Bala Krishnan
Bala Krishnan

Reputation: 374

Perl - Return hash of objects as single object from a class

In general, perl objects are data structure such as hash, array, scalar, file handles etc.

I am thinking of a scenario when a perl module can return hash of objects (each object being as hash) as a single object. Please consider the following scenario.

I have a YAML file with multiple documents. (or an XML with multiple set of identical configuration nodes). I need a perl module for which I could pass this YAML file as input, and receive hash of objects (each object corresponds to a document in the YAML file).

YAML

---
mykey: 1
myname: John
---
mykey: 2
myname: Doe
----
mykey: 3
myname: Chris
...

The above YAML file has 3 documents in it. Let us consider this is going to be the input file.

I would like to write something like below and access the hash of objects.

SimpleParser.pl

use strict;
use warnings;
use YAMLParser;
my %objHashRef = YAMLParser->new('input.yml');

print keys %objHashRef;    #print keys for each objects
print values %objHashRef;  #print hash reference of each object

my $thirdObjectName = $objHashRef{3}->get_name();
print $thirdObjectName;    #this prints 'Chris'

To achieve this behavior, what are all the modifications required in the perl module file which is similar to something below?

YAMLParser.pm

use strict;
use warnings;
sub new {
    my ($class) = shift;
    my $self = {
         inputFile => shift,
         name => shift
    };
    bless $self, $class;
    return $self;
}

sub set_name {
    $self->{name} = $name;
}

sub get_name {
    my ($self) = @_;
    return $self->{name};
} 
1;

Below is a sample YAML parsing snippet that could help if required.

my @list;
my $myname;
my $i = 0;
my @conf = LoadFile('input.yml');   #returns array of reference to each document in the YAML file
my $config = \@conf;      #Returns reference to an array

foreach ( @conf ) {
    $list[$i] = $config->[$i]->{mykey};
    $objHash{$list[$i]} = YAMLParser->new();
    $myname = $config->[$i]->{myname};
    $objHash{$list[$i]}->setMyname($myname);
    my $host = $objHash{$list[$i]}->getMyname();
    $i++;
}

Please let me know your thoughts.

Upvotes: 2

Views: 461

Answers (2)

Diab Jerius
Diab Jerius

Reputation: 2320

There are a number of modules on CPAN which will happily create an object out of a hash (heck, I even wrote one: Hash::Wrap). If you want to recursively apply the object paradigm to the nested parts of the YAML documents, my favorite is Hash::AsObject. See Hash::Wrap for a more comprehensive list of similar modules.

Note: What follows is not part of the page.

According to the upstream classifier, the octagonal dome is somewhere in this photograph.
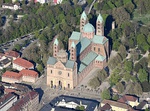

Here's some code. It returns a list of objects, rather than a hash of objects, but fixing that is pretty straightforward.

use 5.010;

use strict;
use warnings;

use Hash::AsObject;
use YAML 'Load';


my $yaml = do { local $/ = undef;
                <DATA>
            };

my @objs = map { Hash::AsObject->new( $_ ) } Load( $yaml );

say " Name: ", $objs[0]->myname;
$objs[0]->myname( "Frank" );
say " Name: ", $objs[0]->myname;

__DATA__

---
mykey: 1
myname: John
---
mykey: 2
myname: Doe
---
mykey: 3
myname: Chris

And the output:

 Name: John
 Name::Frank

Upvotes: 1

choroba
choroba

Reputation: 242038

Just store the structures into a hash keyed by their mykey. I used map, but a for-loop is also possible:

#!/usr/bin/perl
use warnings;
use strict;
use feature qw{ say };

{
    package YAMLHash;
    use YAML qw{ LoadFile };
    sub new {
        my ($class, $file) = @_;
        my %hash = map { $_->{mykey} => $_ } LoadFile($file);
        bless \%hash, $class
    }
}


my $obj = 'YAMLHash'->new('1.yaml');

say keys %$obj;
say values %$obj;

my $third_object_name = $obj->{3}{myname};
print $third_object_name;    #this prints 'Chris'

Note that $obj->{3} is not the third object. It's the object whose mykey is 3.